There are a bunch of them. I’m very interested in the dynamics of evangelical Protestantism right now. There’s a lot of sorting out over how that movement relates to politics and how it will seek to interact with the wider public in the future. Longtime leaders are retiring or dying, and younger evangelicals have somewhat different priorities than their elders, particularly on gay rights. Although I don’t write a lot about politics (we have theologically literate political reporters at my paper) I do expect to keep a close eye on these dynamics.(4) Why is it important for journalists to understand the role of religion in our world today?
Because religious faith is the number one motivator of how people conduct themselves in the wider community and it determines their view of the larger world. Some people might say that economics has that role, but I think that’s only true for those who worship money. People do incredibly self-sacrificial things in the name of God, whether that means providing medical care to the poor, peacefully resisting brutal dictators or, unfortunately, becoming a suicide bomber. But, overall, the delivery of social services to the poorest regions of the world would disappear if religious groups withdrew from it. Even atheists would say that their behavior is motivated by their lack of belief in God, which is a sort of shadow faith. You can’t understand human behavior, locally or globally, without understanding religious faith.(5) What is the funniest, most ironic twist that you have seen in a religion news story lately?
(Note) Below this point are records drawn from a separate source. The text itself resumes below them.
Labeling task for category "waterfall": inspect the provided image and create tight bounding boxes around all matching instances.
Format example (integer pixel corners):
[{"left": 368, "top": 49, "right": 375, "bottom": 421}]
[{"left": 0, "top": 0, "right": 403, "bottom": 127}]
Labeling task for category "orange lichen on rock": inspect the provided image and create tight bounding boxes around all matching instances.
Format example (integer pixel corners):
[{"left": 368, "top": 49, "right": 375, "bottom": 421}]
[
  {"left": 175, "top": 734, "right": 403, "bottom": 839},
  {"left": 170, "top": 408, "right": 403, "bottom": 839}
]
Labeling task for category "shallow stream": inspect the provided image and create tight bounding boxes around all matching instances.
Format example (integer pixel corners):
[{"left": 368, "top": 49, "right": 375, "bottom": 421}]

I’ve seen some gaffes, but they don’t meet that description. Something that I do see very few years, but didn’t spot anywhere this year, is a holiday food story that will begin something like, “Ham is the perfect, easy main course for all of your special spring holiday meals.” Last year I even heard an announcement very similar to that in my local supermarket, which I thought especially bizarre because the chain is owned by a prominent Jewish family. I do find it the height of irony that these writers are straining to be “inclusive,” while insulting the very group that they’re trying to include. And I think it shows the problems that arise when we try to homogenize references to religious or cultural holidays. We need to let each faith group speak for itself about its specific beliefs and practices.
She’s one of the best on the beat—and, really, part of a dying breed: a reporter who “gets” religion and has made it her business to understand it from every angle. At a time when the coverage of religion is often sorely wanting, and most writers don’t have a clue what they’re talking about—whether it’s Catholicism or Islam or evangelical Protestantism—Ann Rodgers was in a class by herself.